La pratique de la rave apparaît au premier abord comme une célébration de la vie, une façon récréative, insouciante et souveraine de jouir du présent, de la musique ou de son corps. On peut aussi considérer que la recherche de l’épuisement, la prise de psychotropes ou l’exposition prolongée à des volumes élevés de musique, jusqu’à être «démonté», «fracassé» ou «rétamé», constituent des formes d’auto-agressions, des pratiques-limites nous rapprochant de la mort. C’est en interrogeant ce paradoxe que nous cherchons à comprendre l’économie pulsionnelle qui préside à cette pratique ordalique, qui touche à la mort pour intensifier la vie. Si l’épuisement correspond en effet aux deux manifestations de la pulsion thanatique (dilapidation de la force vitale et destruction), quel sens et quelle valeur donner à son expression festive, comme à la société qui la place au centre de son organisation ? A partir d’une lecture thanatocritique du capitalisme, ici défini comme la recherche d’une accumulation sans but tenant de «l’ivresse de la mort », nous confronterons deux hypothèses. D’une part, celle selon laquelle la rave participe àla «ruse »de la croissance qui consiste à détourner les pulsions d’anéantissement pour simuler un état d’invulnérabilité. De l’autre, la possibilité d’y voir, tout au contraire, la mise en œuvre d’une stratégie inconsciente pour lever le refoulé que le capitalisme impose au désir de mort. Peut-on alors faire de la rave la danse macabre du monde techno-industriel ? Qu’est-ce qui, au fond, fait danser Thanatos ?
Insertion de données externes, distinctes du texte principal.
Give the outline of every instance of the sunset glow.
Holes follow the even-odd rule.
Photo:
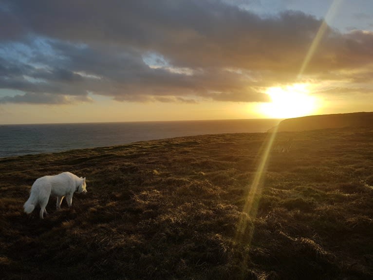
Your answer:
[[[266,93],[271,102],[261,104],[259,107],[261,112],[266,117],[300,117],[313,114],[317,109],[317,99],[310,94],[307,85],[271,87]]]

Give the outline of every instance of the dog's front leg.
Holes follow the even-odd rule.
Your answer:
[[[61,204],[62,203],[62,200],[63,199],[63,198],[65,197],[64,196],[57,196],[57,202],[56,203],[56,207],[57,208],[57,210],[59,210],[61,209]]]

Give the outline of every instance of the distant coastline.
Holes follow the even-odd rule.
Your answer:
[[[0,157],[226,133],[265,132],[277,119],[0,125]]]

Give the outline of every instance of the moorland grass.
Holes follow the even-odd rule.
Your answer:
[[[278,133],[294,144],[254,191],[270,134],[0,159],[0,278],[373,279],[373,129]],[[88,193],[24,213],[35,179],[64,171]]]

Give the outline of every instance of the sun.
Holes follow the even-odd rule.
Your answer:
[[[314,113],[317,100],[309,94],[308,88],[304,84],[268,88],[265,93],[271,102],[259,105],[260,112],[274,118],[295,118]]]

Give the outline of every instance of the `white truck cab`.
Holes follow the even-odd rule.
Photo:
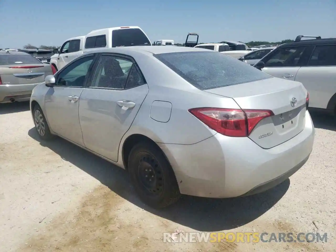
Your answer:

Professeur de philosophie à l’École Supérieure d’Art d’Aix-en-Provence (ESA Aix), Florian Gaité est chercheur associé à l’Institut ACTE (Paris 1 Panthéon-Sorbonne). Après une thèse sur le concept de plasticité, il oriente ses recherches sur l’articulation (épistémologique, ontologique, esthétique) entre art et négativité pour nourrir une approche critique de la culture contemporaine. Il mène également des recherches sur la danse, l’épuisement et leur sens critique dans une société productiviste, amorcées avec la publication en 2021 de Tout à danser s’épuise (éd. Sombres torrents). Membre de l’AICA, il est également critique d’art pour la presse écrite (Magazine du Centre Pompidou, Artpress, L’Art même, QDA…), des institutions (Festival d’Automne, CN D, Ménagerie de verre…) et la radio entre 2017 et 2020 (France Culture).